Communities and peoples who have been forced off their lands are also very vulnerable, particularly those who live in trans-border territories, she added.
“Overall, the pandemic hammers home the importance of ensuring that Indigenous Peoples can exercise their rights to self-government and self-determination,” Bachelet said.
“They must also be consulted, and should be able to participate in the formulation and implementation of public policies affecting them, through their representative entities, leaders and traditional authorities.”
‘Challenges caused by colonization’
The federal government said Canada has been working in partnership with First Nations, Inuit and Métis to “affirm their rights and support their visions of self-determination.”
The 2016 national census reported 1.67 million Indigenous Canadians, accounting for 4.9 per cent of Canada’s total population. This was up from 3.8 per cent in 2006 and 2.8 per cent in 1996.
Statistics Canada population growth projections suggest that the number of Indigenous Canadians will continue to grow quickly. In the next two decades, the Aboriginal population of Canada – First Nations people, Métis and Inuit – is likely to exceed 2.5 million people, the national statistics agency forecasts.

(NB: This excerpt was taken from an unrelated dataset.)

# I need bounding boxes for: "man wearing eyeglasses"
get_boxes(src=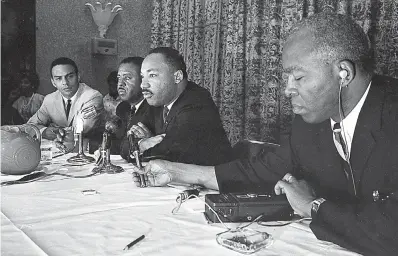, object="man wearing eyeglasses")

“We know that around the world and in Canada, Indigenous peoples face challenges caused by colonization,” said a statement by the federal government on the occasion of the International Day of the World’s Indigenous Peoples, which is celebrated every year on Aug. 9.
COVID-19 has further highlighted inequality and the systemic issues that must be addressed, the joint statement by four cabinet ministers said.
“We recognize that Indigenous Peoples in Canada face systemic racism and discrimination,” the statement said. “The Government of Canada is committed to addressing these issues to ensure everyone in Canada can live with dignity and feel safe in their communities.”
The Trudeau government is also working to co-develop the legislation that will implement the United Nations Declaration on the Rights of Indigenous Peoples, four years after Canada officially removed its objector status to the international document.
The declaration recognizes Indigenous Peoples’ basic human rights, as well as rights to self-determination, language, equality and land, among others.